The bill, which was opposed by the National Governors Association among others, died in the lame duck session late last year, but Rich expects Reid will bring it back.
If it does, it could become a states’ rights issue.
“The Legislature should decide what gaming goes on in Iowa, not the federal government,” Rich said. “We want the decision made by this body.”
It’s hard to gauge how much illegal online gambling occurs in Iowa, but Lottery officials say there is evidence of Internet gaming activity.
Rich noted that over the past five years, some Iowans who received help for problem gambling identified sports betting and online gambling — illegal in Iowa — as their primary forms of wagering.

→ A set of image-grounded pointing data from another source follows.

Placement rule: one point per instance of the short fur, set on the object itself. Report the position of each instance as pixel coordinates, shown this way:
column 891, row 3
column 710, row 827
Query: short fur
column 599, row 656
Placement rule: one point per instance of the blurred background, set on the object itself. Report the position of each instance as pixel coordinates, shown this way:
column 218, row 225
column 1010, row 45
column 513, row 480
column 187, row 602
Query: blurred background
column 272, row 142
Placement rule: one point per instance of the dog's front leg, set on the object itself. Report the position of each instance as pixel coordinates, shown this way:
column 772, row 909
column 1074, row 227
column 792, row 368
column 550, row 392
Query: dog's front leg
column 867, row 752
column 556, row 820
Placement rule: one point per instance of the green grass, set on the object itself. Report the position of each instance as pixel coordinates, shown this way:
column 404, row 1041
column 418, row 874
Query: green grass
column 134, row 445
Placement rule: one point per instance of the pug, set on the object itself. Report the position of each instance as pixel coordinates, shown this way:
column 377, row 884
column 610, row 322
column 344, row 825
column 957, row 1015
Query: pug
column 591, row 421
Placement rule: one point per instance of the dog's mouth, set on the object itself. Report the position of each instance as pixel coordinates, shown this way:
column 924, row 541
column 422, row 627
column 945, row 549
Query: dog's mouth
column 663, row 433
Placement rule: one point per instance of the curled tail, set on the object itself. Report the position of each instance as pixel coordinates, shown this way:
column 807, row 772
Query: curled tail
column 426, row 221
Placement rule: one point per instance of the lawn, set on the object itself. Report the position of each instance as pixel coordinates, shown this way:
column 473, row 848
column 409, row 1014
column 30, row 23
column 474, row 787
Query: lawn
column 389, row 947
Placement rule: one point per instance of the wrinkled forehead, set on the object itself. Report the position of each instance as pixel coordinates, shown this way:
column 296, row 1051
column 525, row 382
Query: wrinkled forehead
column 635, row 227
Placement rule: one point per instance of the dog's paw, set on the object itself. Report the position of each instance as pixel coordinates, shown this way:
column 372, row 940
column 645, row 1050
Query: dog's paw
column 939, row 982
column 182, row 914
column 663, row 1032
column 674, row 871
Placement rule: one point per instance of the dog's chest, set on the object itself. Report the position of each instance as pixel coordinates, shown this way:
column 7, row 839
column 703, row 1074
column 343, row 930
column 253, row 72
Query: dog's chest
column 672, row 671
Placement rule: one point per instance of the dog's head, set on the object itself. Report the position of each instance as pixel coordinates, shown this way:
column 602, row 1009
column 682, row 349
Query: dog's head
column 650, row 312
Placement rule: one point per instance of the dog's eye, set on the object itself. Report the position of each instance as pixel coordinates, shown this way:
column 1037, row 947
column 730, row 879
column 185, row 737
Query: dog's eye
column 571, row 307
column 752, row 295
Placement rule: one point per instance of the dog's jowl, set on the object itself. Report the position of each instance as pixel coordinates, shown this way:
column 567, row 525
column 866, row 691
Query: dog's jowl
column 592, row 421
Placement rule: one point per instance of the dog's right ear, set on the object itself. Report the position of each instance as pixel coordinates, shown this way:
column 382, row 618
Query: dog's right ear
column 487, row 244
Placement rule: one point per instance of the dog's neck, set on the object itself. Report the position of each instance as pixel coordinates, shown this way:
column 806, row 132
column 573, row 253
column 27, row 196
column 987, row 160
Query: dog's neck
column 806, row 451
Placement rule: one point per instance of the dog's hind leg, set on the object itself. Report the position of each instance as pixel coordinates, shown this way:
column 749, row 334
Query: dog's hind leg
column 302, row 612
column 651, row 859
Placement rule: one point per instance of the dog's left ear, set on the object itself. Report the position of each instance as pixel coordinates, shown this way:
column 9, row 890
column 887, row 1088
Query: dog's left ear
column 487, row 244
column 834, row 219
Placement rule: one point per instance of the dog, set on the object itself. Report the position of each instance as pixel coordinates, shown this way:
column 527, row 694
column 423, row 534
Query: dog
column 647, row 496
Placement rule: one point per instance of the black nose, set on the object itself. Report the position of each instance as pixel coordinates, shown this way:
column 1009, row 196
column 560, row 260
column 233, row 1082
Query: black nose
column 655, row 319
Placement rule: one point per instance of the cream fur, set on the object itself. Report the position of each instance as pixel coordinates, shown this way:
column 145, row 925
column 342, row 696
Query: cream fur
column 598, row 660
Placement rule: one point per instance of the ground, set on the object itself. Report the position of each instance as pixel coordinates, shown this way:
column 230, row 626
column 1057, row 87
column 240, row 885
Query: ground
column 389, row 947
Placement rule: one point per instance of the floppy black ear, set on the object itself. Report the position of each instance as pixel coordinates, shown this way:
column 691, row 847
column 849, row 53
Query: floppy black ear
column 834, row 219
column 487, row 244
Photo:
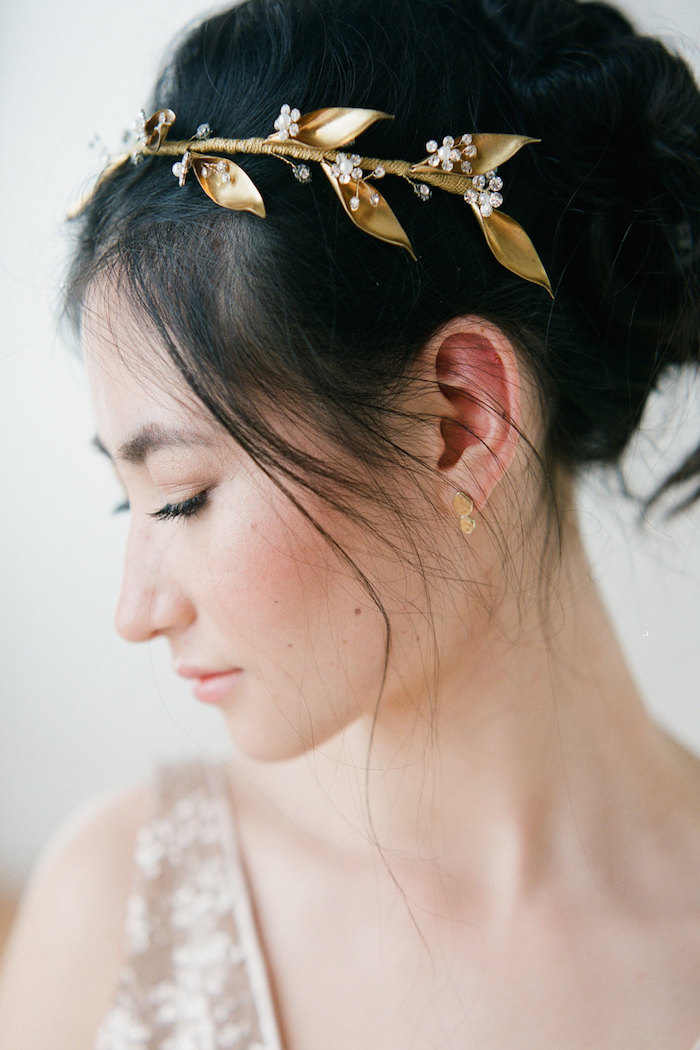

The numbers are somewhat tenuous, but Rich presented information based on an industry study suggesting that worldwide it’s a $4-billion-a-year enterprise. Given Iowa’s population of about 3.1 million, the Lottery says the state’s share is $40 million a year.
In a 2011 report prepared for the Iowa Racing and Gaming Commission, the state’s take from legalized online gambling — based on Iowa’s 22 percent casino tax — could run from $13 million to $60 million annually.